Sinn Féin TD and Chairperson of the Oireachtas Committee on Justice and Equality, Caoimhghín Ó Caoláin today performed the official launch of a report entitled ‘An analysis of the introduction of socio-economic status as a discrimination ground’ in the Mansion House at the invitation of the Equality and Rights Alliance.
The report makes the case for the inclusion of socio-economic status under the Equal Status legislation.
Speaking during the course of his address, Deputy Ó Caoláin said: “As an Irish Republican, the issue of equality is at the core of all I believe in. I believe that all citizens are equal, regardless of the colour of their skin, their religious beliefs or none, their sexual orientation, their abilities or disabilities, their age, where they live or what they do.

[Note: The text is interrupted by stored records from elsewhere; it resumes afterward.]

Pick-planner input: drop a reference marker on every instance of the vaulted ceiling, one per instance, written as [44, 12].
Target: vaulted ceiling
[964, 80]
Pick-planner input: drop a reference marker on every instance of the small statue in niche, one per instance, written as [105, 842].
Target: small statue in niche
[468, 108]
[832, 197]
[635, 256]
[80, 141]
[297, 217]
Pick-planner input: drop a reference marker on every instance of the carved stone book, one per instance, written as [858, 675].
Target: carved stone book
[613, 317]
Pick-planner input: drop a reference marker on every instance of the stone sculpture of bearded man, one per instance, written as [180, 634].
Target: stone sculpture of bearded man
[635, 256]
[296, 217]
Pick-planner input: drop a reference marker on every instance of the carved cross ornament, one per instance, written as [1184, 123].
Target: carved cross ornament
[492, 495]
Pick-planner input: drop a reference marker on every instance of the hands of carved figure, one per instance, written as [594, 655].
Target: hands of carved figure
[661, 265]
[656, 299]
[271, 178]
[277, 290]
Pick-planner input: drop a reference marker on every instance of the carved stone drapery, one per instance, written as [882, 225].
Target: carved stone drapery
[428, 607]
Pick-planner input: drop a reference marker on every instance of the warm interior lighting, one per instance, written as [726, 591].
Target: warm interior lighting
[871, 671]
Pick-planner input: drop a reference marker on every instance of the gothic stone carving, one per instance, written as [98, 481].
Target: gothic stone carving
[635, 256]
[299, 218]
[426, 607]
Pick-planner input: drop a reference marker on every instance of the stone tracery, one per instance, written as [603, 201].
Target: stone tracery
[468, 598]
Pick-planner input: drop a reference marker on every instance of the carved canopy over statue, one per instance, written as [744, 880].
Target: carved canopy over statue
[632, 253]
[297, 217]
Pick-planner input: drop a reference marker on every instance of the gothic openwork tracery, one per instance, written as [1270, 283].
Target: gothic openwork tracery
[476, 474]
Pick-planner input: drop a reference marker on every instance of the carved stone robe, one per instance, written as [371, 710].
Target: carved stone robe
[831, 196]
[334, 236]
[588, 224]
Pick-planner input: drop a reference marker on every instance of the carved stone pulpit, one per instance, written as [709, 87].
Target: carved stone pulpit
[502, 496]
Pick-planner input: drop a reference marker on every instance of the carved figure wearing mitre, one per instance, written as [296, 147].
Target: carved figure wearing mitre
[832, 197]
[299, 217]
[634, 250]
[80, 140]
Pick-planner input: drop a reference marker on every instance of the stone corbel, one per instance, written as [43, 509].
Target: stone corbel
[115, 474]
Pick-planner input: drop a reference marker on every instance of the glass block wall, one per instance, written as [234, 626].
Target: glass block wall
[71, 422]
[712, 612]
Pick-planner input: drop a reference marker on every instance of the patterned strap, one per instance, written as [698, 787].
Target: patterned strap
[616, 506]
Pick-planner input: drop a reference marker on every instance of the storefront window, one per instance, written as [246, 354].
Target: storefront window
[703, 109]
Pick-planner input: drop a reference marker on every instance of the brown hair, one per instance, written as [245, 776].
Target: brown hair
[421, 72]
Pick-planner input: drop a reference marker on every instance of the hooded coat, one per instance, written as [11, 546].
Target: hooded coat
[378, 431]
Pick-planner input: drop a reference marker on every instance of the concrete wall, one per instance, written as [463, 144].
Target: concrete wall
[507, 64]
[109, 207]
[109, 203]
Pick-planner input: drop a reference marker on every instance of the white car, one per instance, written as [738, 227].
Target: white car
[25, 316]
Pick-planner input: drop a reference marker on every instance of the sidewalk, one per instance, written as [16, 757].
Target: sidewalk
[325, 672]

“I believe that we all as children of our nation should be cherished equally. Unfortunately, 100 years since that very aspiration was proclaimed, this has not been achieved.
“We have witnessed and continue to see increases in inequality and poverty. Growing evidence highlights the disproportionate impact economic policies are having on disadvantaged groups. There is a glaring divide in Irish society between the haves and the have nots. Those most impacted by the catastrophic impact of austerity policies remain the least well off.
“Low paid jobs, low hours employment, precarity and unemployment are all factors contributing to this stark inequality. Irish society remains an unequal place for women. Gender inequality contributes and results from economic inequalities. In Budget 2017, we saw the blatant discrimination against our younger jobseekers, those under 26 who only saw their allowance increase by €2.70 in comparison to those over 26 who saw it increase by €5. A blatantly discriminatory political choice.
“Creating the conditions for establishing an equal society means recognising that many diverse groups and sections of Irish society need enhanced protection from the State.
“The inclusion of the ground of socio-economic status in our equality legislation is absolutely essential. We need to ensure that both government and public bodies, in exercising their functions do so in a way that is designed to reduce the inequalities of outcome which result from socio-economic disadvantage.
“The time has come for Ireland to take a stand and provide a more just and equitable society for all.”